A lot of these will be described with anti-examples ("don’t"). I’d prefer to use positive examples of how Plasma avoids these problems, and will try to, however most can only be recognised with these "don’t" examples.

Language syntax

Basic consistency

C structs, and C++ classes, must be followed by a semicolon. But functions don’t need to be.

Haskell uses square brackets for lists:

  • []

  • [1, 2, 3]

  • [a] (as a type expression)

But it also uses : for the cons operator, and when pattern matching with lists code looks like:

length [] = 0
length (x:xs) = (length xs) + 1

This is inconsistent. Plasma has chosen the Prolog syntax for "cons" ([x | xs]).

There may be "consistent" reasons why C/C++ and Haskell make these choices. Indeed : is an operator in Haskell while [] and [1, 2, 3] aren’t. Likewise struct declarations end in a semicolon in C otherwise the next identifier would be an instance of that struct. Nevertheless this is inconsistent from the point of view of the programmer. We will try to avoid inconsistency, and may need to do this by changing other parts of the language (if Plasma was C we’d avoid conflating structure definitions with definitions of struct instances).

Things should look like what they are / mean what they look like.

The following Mercury code

(
    X = a,
    ...
;
    X = b,
    ...
)

Could be a switch (with either 0 or 1 answers) a nondet disjunction (with any number of answers and hard to predict complexity). The exact meaning of this depends on the instantiation state of X which depends on the surrounding code. You can’t tell by looking how this code will behave.

Also in Mercury a goal such as:

A = foo(B, C)

Could be a test unification (semidet, very fast), a construction (det, with a memory allocation), a deconstruction (det or semidet), or a function call (could do anything, including not terminate).

We will try to avoid these in Plasma. Plasma has no disjunction so the first is not a problem. But the second is currently avoided because data constructors begin with capital letters (this will change, so we may need to revisit this).

We’ve been creating a syntax to concept map we’re trying to avoid overloading symbols (where possible). For example + means addition and concatenation in many languages, but in Plasma (like Haskell and Mercury) ++ means concatenation.

Make parsing simple, for machines and humans

To simplify parsing, both for machines and humans, all declarations/definitions and many statements can be recognised by their first token. All type definitions begin with the keyword type all functions with func etc. Statements can begin with if, match, return, var or similar, and those that don’t belong to a small set containing only:

  • Assignment

  • Array assignment

  • Call (with effect)

Which can be disambiguated by the first 2 tokens.

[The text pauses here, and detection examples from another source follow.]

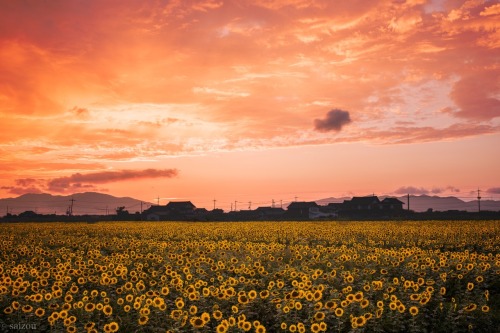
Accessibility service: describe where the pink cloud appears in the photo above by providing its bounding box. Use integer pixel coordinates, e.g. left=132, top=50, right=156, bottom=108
left=47, top=169, right=178, bottom=192
left=451, top=69, right=500, bottom=120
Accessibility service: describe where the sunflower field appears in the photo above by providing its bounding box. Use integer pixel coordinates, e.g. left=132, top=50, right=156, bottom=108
left=0, top=221, right=500, bottom=333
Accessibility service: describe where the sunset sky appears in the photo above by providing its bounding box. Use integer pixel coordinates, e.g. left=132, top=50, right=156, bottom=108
left=0, top=0, right=500, bottom=209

We assume that this also makes it easy for humans to recognise the type of each statement, at least provided they find the beginning of a statement which is (by convention, not syntax) at the beginning of a line or on the same line following a {.

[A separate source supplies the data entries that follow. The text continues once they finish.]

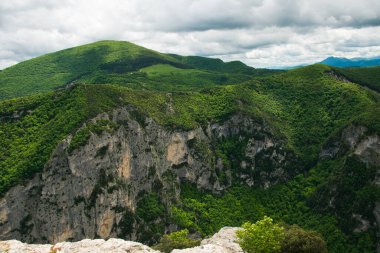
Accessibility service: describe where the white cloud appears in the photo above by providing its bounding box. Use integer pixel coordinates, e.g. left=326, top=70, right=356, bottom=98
left=0, top=0, right=380, bottom=68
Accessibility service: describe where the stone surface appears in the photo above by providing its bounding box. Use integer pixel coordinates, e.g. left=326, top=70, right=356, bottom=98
left=0, top=108, right=297, bottom=243
left=0, top=239, right=159, bottom=253
left=172, top=227, right=243, bottom=253
left=0, top=227, right=243, bottom=253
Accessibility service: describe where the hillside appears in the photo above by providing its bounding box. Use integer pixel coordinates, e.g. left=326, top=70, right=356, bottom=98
left=334, top=67, right=380, bottom=92
left=320, top=56, right=380, bottom=68
left=0, top=41, right=273, bottom=99
left=0, top=42, right=380, bottom=252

This is also related to things being what they look like.

Choose the more restrictive alternative

There are many cases where we are unable to decide what is best for the language, particularly without experience using it in anger. In these cases given two or more choice we should choose the most restrictive. It will be more pleasant later if we change to a less restrictive option, rather than from a less restrictive option to a more restrictive one.

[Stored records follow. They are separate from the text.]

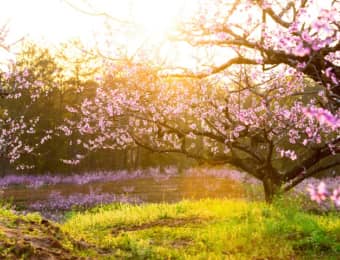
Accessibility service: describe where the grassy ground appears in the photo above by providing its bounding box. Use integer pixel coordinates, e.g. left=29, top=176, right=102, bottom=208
left=62, top=199, right=340, bottom=259
left=0, top=199, right=340, bottom=259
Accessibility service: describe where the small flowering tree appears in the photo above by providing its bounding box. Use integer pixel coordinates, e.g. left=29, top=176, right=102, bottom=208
left=64, top=64, right=339, bottom=202
left=0, top=67, right=39, bottom=170
left=59, top=0, right=340, bottom=202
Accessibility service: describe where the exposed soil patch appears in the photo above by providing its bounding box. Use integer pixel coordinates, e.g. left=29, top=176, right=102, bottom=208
left=111, top=217, right=208, bottom=235
left=0, top=214, right=87, bottom=260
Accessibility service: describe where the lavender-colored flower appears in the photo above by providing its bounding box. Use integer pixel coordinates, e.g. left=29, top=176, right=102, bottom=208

For example resources and higher-order code was a fairly major choice we we’ve picked one of the more restrictive options, and might find we need to relax it later.

General

Familiarity

There are two aspects to familiarity. One is generally using syntax that’ll be more familiar to a majority of programmers in 2019. We’re assuming people coming to Plasma have at least 2 years experience programming and they may be "functionally curious". Syntax for functions follows the popular curly-brace syntax of C-like languages.

Likewise we use terminology and names that are going to be more familiar. What Haskell calls "Functor" we shall call "Mappable". We know this isn’t as accurate as "Functor", but we believe that it being more familiar to more people is a greater benefit than this level of accuracy.

The second aspect of familiarity is that something may not be familiar to most people. For example Plasma’s syntax for ADTs borrows from Haskell, This syntax may be unfamiliar to the majority, but it’s better to be familiar to those who have seen Haskell than no-one at all.

Likewise some concepts have no familiar meaning (eg Monad). We carefully weigh whether to include that concept (we will not include GADTs) and it is useful enough to include (Monads) we de-emphasise it.

Principle of least surprise

This is written about elsewhere online. Given two alternatives, choose the one that surprises people the least (when other factors are equal). You can see that some of the above principles are specific examples of this one.